About the job
Location: Bangalore (Office)
Experience: 4–5 years
Role Type: Full-time
About TestZeus
TestZeus is pioneering the next generation of AI-powered software testing. We’re the team behind Hercules, the world’s first open-source testing agent. By combining large language models, multi-agent orchestration, and state-of-the-art retrieval pipelines, we deliver autonomous, zero-maintenance testing for web and API workloads. We are seeking an AI Engineer (4–5 years experience) who can design, build, and scale production-grade LLM systems. This is a hands-on product role where you’ll work closely with backend, frontend, and product teams to ship quickly, test with real users, and iterate in production. If you enjoy building RAG systems, prompt workflows, and agentic evaluation that solve real business problems, this role is for you.
Key Responsibilities
1. LLM Workflow & Prompt Engineering
- Design, build, and maintain LLM workflows that score freeform answers, generate contextual feedback, and assist users in real time.

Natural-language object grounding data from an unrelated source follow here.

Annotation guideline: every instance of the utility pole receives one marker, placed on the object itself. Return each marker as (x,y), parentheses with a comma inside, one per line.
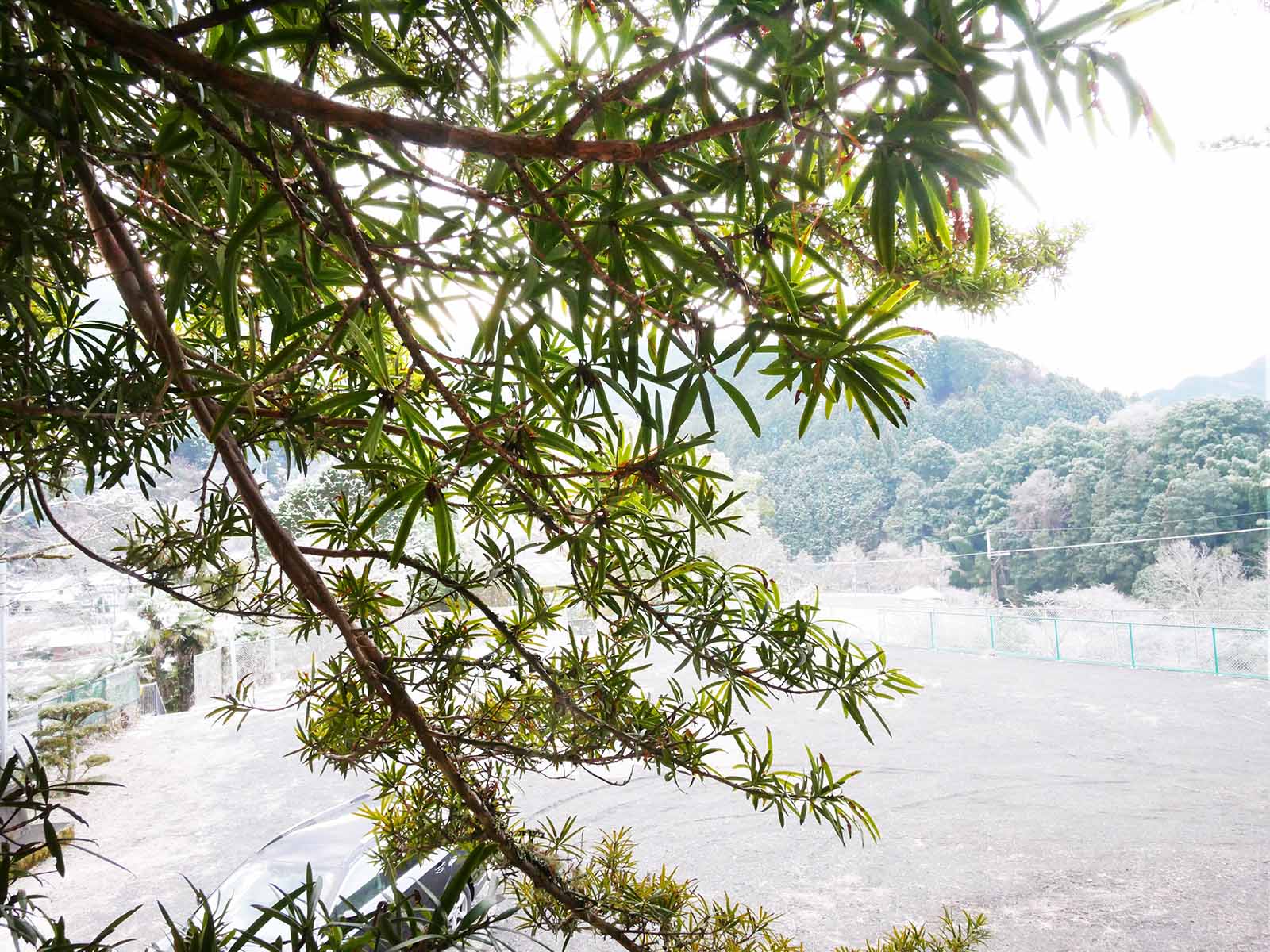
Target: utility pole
(4,662)
(994,582)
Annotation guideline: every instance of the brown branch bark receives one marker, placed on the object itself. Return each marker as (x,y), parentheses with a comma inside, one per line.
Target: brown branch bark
(145,306)
(283,101)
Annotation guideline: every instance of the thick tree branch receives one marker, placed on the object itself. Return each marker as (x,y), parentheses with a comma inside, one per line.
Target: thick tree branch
(285,102)
(144,304)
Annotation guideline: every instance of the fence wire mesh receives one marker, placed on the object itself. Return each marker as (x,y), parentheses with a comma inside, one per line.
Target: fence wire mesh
(264,662)
(1242,651)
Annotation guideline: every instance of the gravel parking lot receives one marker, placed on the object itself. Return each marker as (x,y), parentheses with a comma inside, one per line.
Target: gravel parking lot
(1080,808)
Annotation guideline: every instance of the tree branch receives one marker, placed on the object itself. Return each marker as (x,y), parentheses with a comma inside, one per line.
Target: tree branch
(283,101)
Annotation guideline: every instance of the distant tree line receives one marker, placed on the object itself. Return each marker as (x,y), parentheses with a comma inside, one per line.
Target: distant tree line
(995,443)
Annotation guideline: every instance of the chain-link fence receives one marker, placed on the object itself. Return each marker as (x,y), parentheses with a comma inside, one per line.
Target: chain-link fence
(1214,649)
(262,660)
(122,689)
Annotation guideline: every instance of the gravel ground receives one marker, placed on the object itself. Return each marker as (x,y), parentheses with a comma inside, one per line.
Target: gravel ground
(1080,808)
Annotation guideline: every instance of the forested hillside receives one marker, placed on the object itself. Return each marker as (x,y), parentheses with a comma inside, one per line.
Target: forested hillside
(1251,381)
(997,443)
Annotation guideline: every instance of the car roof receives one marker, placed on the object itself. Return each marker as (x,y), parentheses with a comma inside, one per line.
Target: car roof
(325,841)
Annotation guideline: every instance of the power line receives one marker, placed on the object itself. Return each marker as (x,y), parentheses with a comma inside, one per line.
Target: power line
(1054,549)
(1005,530)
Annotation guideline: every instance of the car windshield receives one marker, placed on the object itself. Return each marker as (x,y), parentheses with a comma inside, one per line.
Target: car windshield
(258,884)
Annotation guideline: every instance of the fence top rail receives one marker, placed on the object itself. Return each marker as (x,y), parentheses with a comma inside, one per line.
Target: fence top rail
(1200,626)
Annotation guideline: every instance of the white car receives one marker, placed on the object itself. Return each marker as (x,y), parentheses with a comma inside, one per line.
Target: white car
(340,846)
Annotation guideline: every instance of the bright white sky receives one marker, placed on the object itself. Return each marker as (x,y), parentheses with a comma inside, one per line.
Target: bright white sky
(1170,281)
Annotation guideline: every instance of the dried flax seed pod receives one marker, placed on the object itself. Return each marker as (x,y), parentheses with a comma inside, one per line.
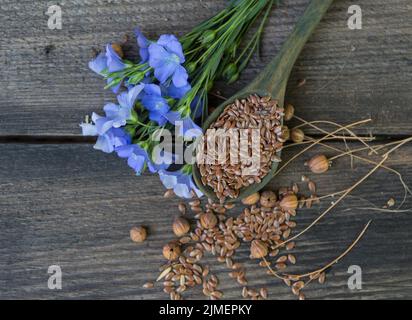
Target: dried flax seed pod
(318,164)
(289,202)
(258,249)
(180,226)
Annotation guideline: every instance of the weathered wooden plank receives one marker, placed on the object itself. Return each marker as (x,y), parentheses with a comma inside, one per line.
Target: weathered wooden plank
(46,88)
(72,206)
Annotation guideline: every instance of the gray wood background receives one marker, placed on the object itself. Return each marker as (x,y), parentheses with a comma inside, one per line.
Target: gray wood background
(63,203)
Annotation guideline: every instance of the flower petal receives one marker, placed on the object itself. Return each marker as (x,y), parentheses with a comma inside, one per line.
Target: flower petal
(88,129)
(180,77)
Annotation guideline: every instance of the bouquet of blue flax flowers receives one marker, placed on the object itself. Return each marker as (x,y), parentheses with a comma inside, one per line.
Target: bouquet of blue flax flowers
(167,90)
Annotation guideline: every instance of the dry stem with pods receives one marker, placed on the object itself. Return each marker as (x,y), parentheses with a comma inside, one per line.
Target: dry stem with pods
(266,223)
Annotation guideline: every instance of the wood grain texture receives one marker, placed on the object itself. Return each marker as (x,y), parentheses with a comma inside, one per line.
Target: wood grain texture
(72,206)
(46,87)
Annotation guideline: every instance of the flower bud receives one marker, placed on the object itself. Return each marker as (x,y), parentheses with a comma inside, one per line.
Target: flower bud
(180,226)
(138,234)
(289,202)
(191,67)
(252,199)
(318,164)
(289,112)
(258,249)
(118,49)
(297,135)
(208,36)
(172,251)
(210,85)
(268,199)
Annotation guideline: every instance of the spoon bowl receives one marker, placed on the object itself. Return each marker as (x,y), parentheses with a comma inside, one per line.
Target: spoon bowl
(270,82)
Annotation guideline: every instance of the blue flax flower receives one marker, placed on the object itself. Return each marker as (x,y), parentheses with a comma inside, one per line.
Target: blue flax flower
(137,158)
(181,183)
(153,101)
(108,141)
(117,115)
(166,57)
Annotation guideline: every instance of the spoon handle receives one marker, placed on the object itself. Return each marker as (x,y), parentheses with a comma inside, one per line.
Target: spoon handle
(274,77)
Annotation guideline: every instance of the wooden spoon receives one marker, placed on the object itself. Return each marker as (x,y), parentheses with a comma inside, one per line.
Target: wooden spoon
(271,82)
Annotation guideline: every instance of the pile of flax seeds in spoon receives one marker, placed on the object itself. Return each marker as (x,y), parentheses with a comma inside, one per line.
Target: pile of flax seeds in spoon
(228,175)
(264,224)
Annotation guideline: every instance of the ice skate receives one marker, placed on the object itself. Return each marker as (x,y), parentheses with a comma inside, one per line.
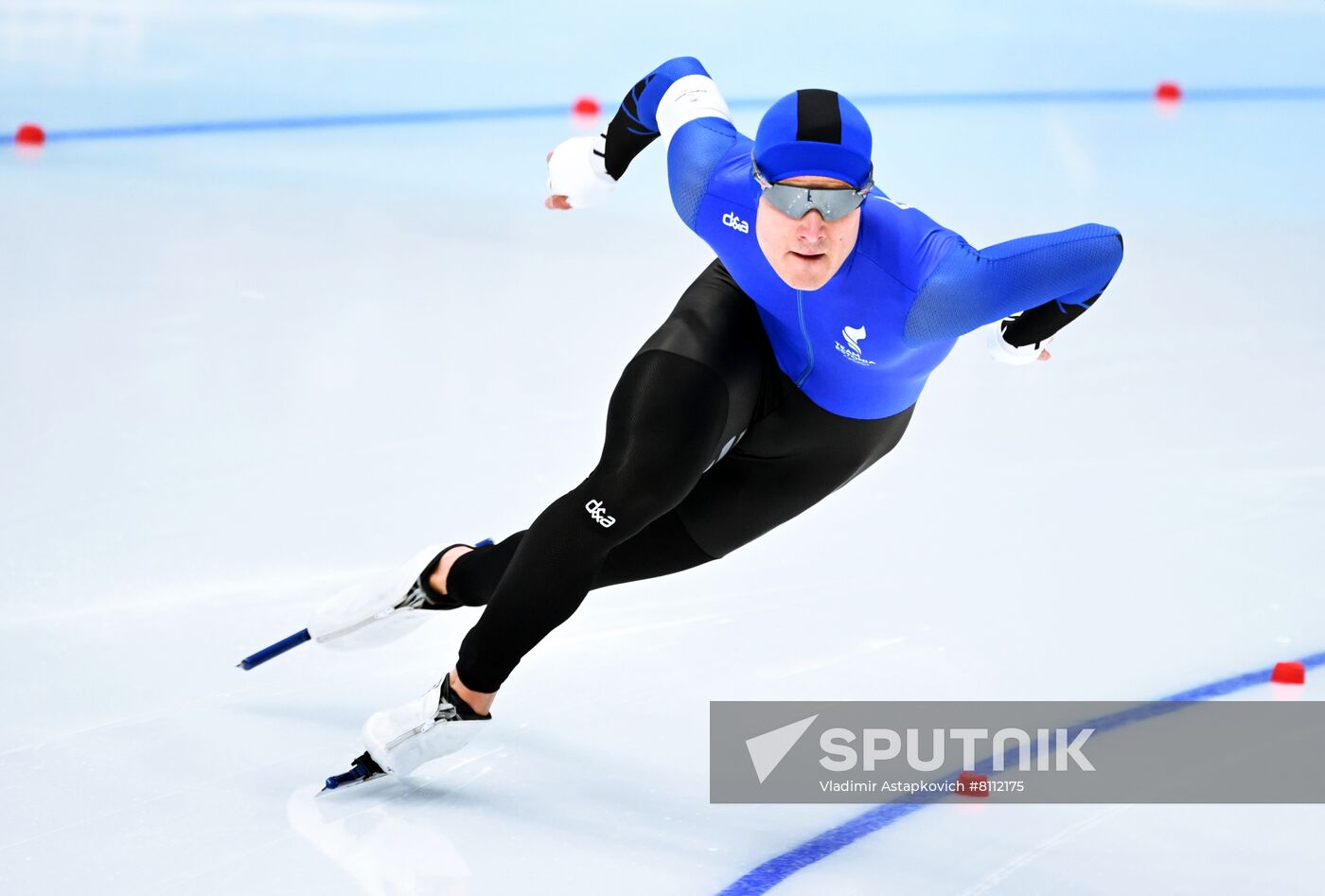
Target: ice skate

- Develop and refine prompt templates, chains, and tools to improve relevance, reduce token usage, and mitigate hallucinations.

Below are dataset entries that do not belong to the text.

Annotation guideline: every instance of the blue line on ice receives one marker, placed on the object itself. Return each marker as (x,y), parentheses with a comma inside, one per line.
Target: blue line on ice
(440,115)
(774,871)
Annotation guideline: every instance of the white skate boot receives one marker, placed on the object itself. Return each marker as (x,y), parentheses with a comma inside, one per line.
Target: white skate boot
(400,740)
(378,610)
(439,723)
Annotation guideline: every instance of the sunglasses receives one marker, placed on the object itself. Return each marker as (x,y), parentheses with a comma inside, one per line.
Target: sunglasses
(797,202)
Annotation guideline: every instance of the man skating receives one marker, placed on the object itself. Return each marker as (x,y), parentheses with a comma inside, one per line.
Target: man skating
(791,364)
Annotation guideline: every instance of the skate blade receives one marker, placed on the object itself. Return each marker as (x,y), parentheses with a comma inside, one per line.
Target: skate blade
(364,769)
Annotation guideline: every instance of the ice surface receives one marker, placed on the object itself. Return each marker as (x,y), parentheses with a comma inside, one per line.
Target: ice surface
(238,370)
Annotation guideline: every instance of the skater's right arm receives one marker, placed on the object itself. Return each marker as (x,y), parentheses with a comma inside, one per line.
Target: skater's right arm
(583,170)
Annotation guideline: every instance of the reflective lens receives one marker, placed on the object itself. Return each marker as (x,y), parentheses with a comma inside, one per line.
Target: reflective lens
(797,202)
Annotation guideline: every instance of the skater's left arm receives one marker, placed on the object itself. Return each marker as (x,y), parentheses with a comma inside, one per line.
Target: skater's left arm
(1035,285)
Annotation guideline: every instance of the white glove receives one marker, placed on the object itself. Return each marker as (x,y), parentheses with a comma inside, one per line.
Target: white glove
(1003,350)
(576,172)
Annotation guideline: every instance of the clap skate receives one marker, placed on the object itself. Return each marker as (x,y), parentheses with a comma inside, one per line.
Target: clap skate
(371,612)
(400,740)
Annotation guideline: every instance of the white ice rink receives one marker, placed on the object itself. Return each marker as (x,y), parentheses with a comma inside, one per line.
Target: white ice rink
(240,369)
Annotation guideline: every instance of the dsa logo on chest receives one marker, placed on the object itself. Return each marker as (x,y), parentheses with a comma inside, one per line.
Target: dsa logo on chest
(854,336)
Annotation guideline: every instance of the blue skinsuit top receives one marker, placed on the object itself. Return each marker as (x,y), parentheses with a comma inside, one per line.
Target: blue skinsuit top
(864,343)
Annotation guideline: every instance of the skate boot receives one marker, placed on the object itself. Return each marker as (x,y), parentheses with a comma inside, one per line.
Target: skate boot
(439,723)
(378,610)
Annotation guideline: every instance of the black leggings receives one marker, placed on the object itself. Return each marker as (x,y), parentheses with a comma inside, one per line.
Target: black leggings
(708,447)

- Implement multi-step prompt workflows for tasks like mock interviews, code reviews, and automated test guidance.
2. Retrieval & RAG Pipelines
- Build and optimise retrieval-augmented generation (RAG) pipelines using vector stores (e.g., Pinecone, Weaviate, Elasticsearch).

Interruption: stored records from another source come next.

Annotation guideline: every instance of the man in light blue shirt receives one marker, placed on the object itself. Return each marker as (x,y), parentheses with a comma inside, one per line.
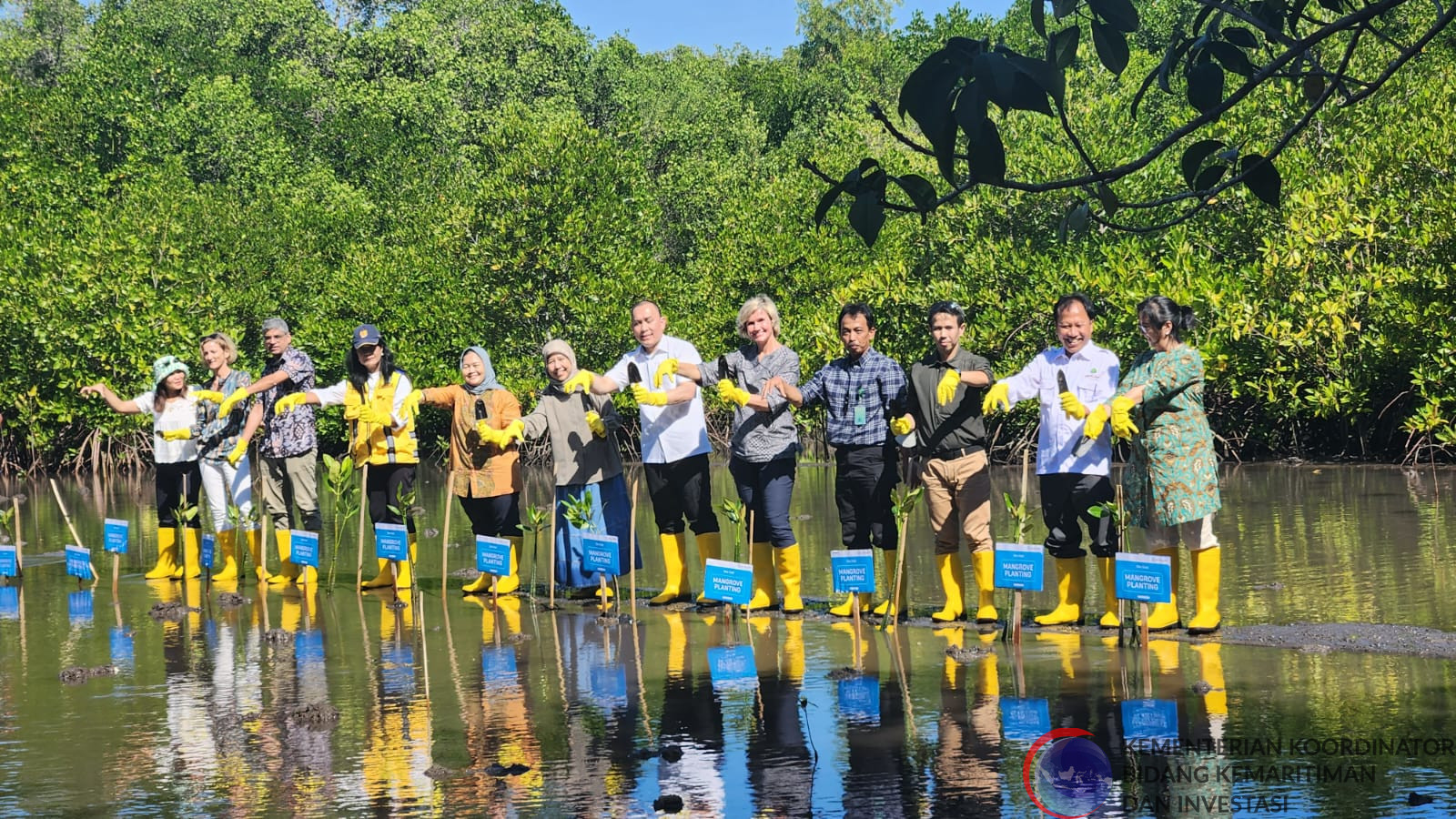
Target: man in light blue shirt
(1074,383)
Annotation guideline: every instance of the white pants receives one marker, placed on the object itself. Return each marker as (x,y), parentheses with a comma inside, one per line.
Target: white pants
(220,481)
(1198,535)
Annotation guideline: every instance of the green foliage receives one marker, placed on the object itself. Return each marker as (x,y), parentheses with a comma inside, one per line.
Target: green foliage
(480,172)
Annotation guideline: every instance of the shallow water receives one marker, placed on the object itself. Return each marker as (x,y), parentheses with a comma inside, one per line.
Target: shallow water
(764,716)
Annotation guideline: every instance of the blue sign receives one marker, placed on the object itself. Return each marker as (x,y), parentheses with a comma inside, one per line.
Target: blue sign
(305,547)
(859,698)
(308,649)
(123,651)
(398,668)
(609,685)
(77,561)
(1019,566)
(492,555)
(854,570)
(601,554)
(499,666)
(1026,719)
(728,581)
(79,605)
(733,666)
(116,535)
(390,541)
(1148,579)
(1150,719)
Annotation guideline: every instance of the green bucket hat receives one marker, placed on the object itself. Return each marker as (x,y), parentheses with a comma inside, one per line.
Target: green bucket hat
(164,368)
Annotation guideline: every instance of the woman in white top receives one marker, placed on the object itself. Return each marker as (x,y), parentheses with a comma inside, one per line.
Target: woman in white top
(172,410)
(379,402)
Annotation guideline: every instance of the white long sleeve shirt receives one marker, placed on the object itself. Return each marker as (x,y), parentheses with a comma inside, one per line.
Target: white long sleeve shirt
(1092,375)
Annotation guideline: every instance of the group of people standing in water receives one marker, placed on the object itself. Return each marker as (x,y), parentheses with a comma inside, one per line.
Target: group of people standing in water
(934,419)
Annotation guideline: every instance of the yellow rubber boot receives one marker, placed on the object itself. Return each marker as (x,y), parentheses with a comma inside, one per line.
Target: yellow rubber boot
(191,554)
(762,559)
(1210,665)
(1165,615)
(848,606)
(511,581)
(1107,570)
(228,548)
(710,547)
(1072,584)
(953,579)
(674,570)
(887,606)
(786,561)
(1206,591)
(288,570)
(983,564)
(405,576)
(167,554)
(255,552)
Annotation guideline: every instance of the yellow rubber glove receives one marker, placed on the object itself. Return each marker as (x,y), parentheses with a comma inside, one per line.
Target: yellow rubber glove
(411,405)
(728,390)
(664,370)
(647,397)
(226,407)
(1123,426)
(376,416)
(580,380)
(238,452)
(1072,407)
(597,426)
(945,390)
(288,402)
(1096,423)
(516,430)
(902,426)
(997,394)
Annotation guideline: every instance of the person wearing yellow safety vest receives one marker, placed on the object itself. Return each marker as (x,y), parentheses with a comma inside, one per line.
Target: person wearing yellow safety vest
(485,467)
(172,410)
(383,436)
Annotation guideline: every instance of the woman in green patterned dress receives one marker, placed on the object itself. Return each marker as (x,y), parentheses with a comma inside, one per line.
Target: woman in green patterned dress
(1171,480)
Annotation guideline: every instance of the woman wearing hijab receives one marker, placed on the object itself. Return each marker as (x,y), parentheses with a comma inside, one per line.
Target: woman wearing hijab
(172,410)
(584,464)
(485,467)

- Implement embedding generation, similarity search, and dynamic context selection that reduce hallucinations and improve answer quality.
- Ensure low-latency, high-accuracy retrieval combined with LLM generation for highly personalised user experiences.
3. LLM Evaluation & Analytics
- Define and implement evaluation frameworks for LLM outputs: accuracy, consistency, bias, interpretability, and robustness.
- Build automated evaluation pipelines that monitor performance over time, detect regression, and flag failure modes.
- Instrument systems with metrics and logging to understand model behaviour in production and drive data-informed decisions.
4. Agent-Based System Development
- Build tool-augmented agents capable of evaluating coding, system design, or reasoning questions using frameworks like LangChain, AutoGen, LlamaIndex, or similar.
- Design and experiment with agent orchestration patterns (multi-agent workflows, planners, evaluators) to improve multi-step reasoning and reliability.
- Integrate agents with external tools and APIs (code execution, documentation search, test runners, etc.) to extend capabilities.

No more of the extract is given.